03 June 2010

Our heritage

We hear tell of Bernie McGann as a key person in our Australian modern jazz heritage, with biographies in print and film. But he’s here, and very much performing with the same intent and his unique voice. We had a chance to hear it again at the Gods on Tuesday. Bernie came with his quartet: Warwick Alder, Brendan Clarke and Andrew Dickeson. This is jazz that harks right back to bop invention but speaks also with voices following bop. Bernie played standards that we recognised, but were none too common: The breeze and I and Memories of you and a tune by Dizzy. I’d mostly place his originals (Spirit song, Brownsville and others) in the post-bop tradition, with latin feels and strong walking swings, but that unique, haunting, impassioned alto sound is unique and renowned and easily recognisable. Band-wise, I was taken by a few things. Those fabulously easy and pure harmonies on the heads from Bernie and Warwick. The way Bernie would meld the melody and Warwick would follow so closely. The long, but never indulgent, solos from all the members, so that the two sets comprised only six tunes. Their incredible ability to hold a slow tempo and space feel in their version of Eubie Blake’s ballad, Memories of you: this was truly musical art. As a band, they sat or swung with ease, but also with conscious purpose.

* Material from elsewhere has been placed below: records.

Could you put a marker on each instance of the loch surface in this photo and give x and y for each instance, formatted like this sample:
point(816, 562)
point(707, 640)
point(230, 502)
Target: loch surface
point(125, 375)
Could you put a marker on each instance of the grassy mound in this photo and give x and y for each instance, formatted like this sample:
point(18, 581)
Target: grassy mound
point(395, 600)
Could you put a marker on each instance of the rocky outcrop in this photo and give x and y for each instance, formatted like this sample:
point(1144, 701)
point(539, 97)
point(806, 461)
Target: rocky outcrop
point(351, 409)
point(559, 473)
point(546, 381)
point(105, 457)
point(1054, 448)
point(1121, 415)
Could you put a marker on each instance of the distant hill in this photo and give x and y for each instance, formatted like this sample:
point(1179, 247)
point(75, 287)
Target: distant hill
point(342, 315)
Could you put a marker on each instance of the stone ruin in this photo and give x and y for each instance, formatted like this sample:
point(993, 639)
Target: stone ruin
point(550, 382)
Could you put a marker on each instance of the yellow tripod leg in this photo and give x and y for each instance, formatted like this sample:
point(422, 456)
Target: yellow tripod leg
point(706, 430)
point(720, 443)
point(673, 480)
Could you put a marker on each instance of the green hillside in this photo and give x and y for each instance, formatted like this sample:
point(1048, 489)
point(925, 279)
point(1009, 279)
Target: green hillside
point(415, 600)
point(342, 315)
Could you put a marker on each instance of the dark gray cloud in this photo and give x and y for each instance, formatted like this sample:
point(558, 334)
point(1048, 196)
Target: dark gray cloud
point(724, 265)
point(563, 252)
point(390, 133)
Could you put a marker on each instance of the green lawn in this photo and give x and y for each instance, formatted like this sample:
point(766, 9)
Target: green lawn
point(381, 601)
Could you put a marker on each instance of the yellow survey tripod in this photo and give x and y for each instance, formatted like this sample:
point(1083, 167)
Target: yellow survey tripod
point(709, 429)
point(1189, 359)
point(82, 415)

Individually, they were wonderfully capable, of course, in solos and accompaniment. Bernie’s imploring alto that I mentioned above: mellifluous like honey, but not sweet; earthy as blown dust; ethereal as an unexpected shooting star; assured but allowing of doubt and ever forming, as true emotions are. Warwick was the other front liner, with a sinuous trumpet that merged so perfectly with Bernie on the heads, but veered into a very diverse style on solos. He was superbly defined in his statements, etude-like in his accuracy and clarity of purpose, precise in pitch and articulation. But I felt a real willingness to move the beat: well behind on some fast pieces for a bluesy authority, and over the beat for some ballads for a sense of urgency. His ability to form lines of eighth notes, then sixteenth, seemed unlimited: practised and precise, but never without purpose. That’s without even mentioning the way he grew each solo, controlling form and flow. Overwhelming trumpeting. Brendan’s just a war horse for swing with his enviable clarity of harmony and with never a passing chord missed. The notes weren’t unexpected, but they flowed with ease, and the expectation we had of each note was evidence of his skill. And then solos. One was truly sublime: a whole solo of double stops that was a thing of beauty. Others were more standard boppy outings. I noticed how they were quiet after the horns up front, but also how the audience was all ears to catch them. Andrew was the post-bop drummer: steady in time but busy; hard fighting and energetic; interjections that were more loud than sharp. Pushing his colleagues but ever ready to respond in kind. I felt Warwick particularly responding to his goading in solos.

Great night. Bernie McGann (alto) led his quartet with Warwick Alder (trumpet), Brendan Clarke (bass) and Andrew Dickeson (drums).